# Why heat can't be expressed as exact differential function?

1. Jul 4, 2014

### manimaran1605

(1) Why differential of work, heat can't be expressed as exact differential function?
(2) How differential of internal energy is an exact differential function and how it is a function of any
two of thermodynamics coordinates?

2. Jul 4, 2014

### WannabeNewton

Because work and heat individually depend on the path taken or process considered. There are countless examples of this all around you.

Internal energy is defined to be a state function, there's nothing deeper to it. It wouldn't even make sense to call it internal energy if it wasn't a state function. Also it isn't true that the internal energy is necessarily a function of only two thermodynamic coordinates. In general $U = U(S,x_1,...,x_n)$ where $x_i$ are a set of generalized coordinates so one requires $n+1$ coordinates, including $S$ in the usual energy representation, and performing Legendre transforms to go to e.g. the Helmholtz or Gibbs representations will not change this. In the Helmholtz representation for example we would have $F = F(T,x_1,...,x_n)$ where $F$ is as usual the Helmholtz free energy.
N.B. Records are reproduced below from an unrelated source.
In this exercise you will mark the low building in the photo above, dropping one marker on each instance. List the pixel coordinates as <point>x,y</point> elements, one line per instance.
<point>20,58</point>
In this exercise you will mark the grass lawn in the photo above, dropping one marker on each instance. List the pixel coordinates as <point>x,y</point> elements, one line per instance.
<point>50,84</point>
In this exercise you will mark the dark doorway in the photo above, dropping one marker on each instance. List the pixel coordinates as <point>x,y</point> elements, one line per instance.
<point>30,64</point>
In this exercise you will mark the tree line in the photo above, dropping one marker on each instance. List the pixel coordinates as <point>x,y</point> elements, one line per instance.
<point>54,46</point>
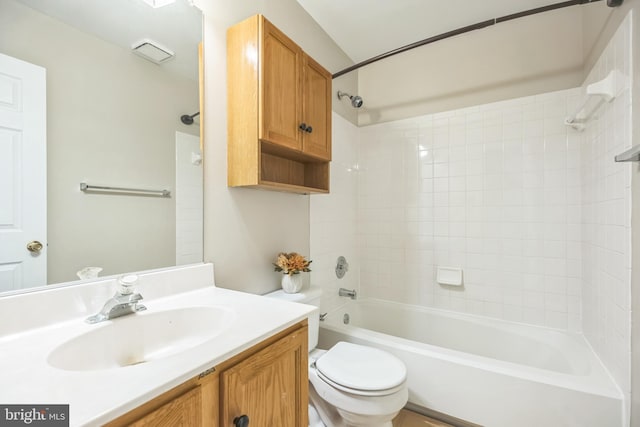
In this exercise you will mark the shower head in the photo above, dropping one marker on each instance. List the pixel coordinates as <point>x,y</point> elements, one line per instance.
<point>356,101</point>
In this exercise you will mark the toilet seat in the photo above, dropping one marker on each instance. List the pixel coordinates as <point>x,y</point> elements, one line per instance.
<point>361,370</point>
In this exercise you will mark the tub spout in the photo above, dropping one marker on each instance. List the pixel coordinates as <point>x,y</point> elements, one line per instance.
<point>351,293</point>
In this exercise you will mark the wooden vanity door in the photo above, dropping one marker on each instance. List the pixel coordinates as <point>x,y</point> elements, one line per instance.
<point>269,387</point>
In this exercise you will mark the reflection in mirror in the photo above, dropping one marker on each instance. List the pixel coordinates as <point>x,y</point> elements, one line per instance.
<point>77,105</point>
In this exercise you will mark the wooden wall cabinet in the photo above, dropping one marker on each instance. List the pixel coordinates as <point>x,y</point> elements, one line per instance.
<point>267,383</point>
<point>279,111</point>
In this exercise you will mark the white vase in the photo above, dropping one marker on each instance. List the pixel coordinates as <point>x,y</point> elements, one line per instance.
<point>291,283</point>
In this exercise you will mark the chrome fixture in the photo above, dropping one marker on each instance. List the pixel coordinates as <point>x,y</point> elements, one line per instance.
<point>124,302</point>
<point>356,101</point>
<point>351,293</point>
<point>85,188</point>
<point>188,119</point>
<point>342,267</point>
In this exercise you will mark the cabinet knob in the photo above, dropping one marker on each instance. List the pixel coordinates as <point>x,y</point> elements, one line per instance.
<point>241,421</point>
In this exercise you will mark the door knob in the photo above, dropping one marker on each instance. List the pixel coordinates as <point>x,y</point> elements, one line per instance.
<point>241,421</point>
<point>34,247</point>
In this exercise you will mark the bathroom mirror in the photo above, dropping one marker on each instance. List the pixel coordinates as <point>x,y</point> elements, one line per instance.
<point>113,119</point>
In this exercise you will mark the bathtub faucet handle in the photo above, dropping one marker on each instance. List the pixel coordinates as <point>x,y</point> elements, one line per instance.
<point>351,293</point>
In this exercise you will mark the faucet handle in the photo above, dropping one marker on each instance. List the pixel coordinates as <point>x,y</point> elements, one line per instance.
<point>126,283</point>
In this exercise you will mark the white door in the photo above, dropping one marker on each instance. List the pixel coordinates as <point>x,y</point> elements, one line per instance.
<point>23,174</point>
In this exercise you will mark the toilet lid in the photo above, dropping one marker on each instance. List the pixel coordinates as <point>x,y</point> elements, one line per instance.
<point>361,368</point>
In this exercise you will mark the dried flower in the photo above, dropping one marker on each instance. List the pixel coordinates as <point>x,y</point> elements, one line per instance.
<point>291,263</point>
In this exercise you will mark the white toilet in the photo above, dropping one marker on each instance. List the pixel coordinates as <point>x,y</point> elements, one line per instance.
<point>350,385</point>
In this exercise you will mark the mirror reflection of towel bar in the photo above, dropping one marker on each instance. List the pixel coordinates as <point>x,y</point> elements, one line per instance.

Of course the choice of $S$ for $U$ and the choice of
$T$ for $F$ are just a matter of convenience for that specific thermodynamic potential and its associated fundamental relation (although not necessarily convenient for experiment). Indeed I can just as well write $U = U(T,x_1,...,x_n)$ if I wish by inverting $S$ as a function of $T$ but I still need $n+1$ variables.

Mathematically, $U$ is entirely determined by the equations of state and the heat capacity.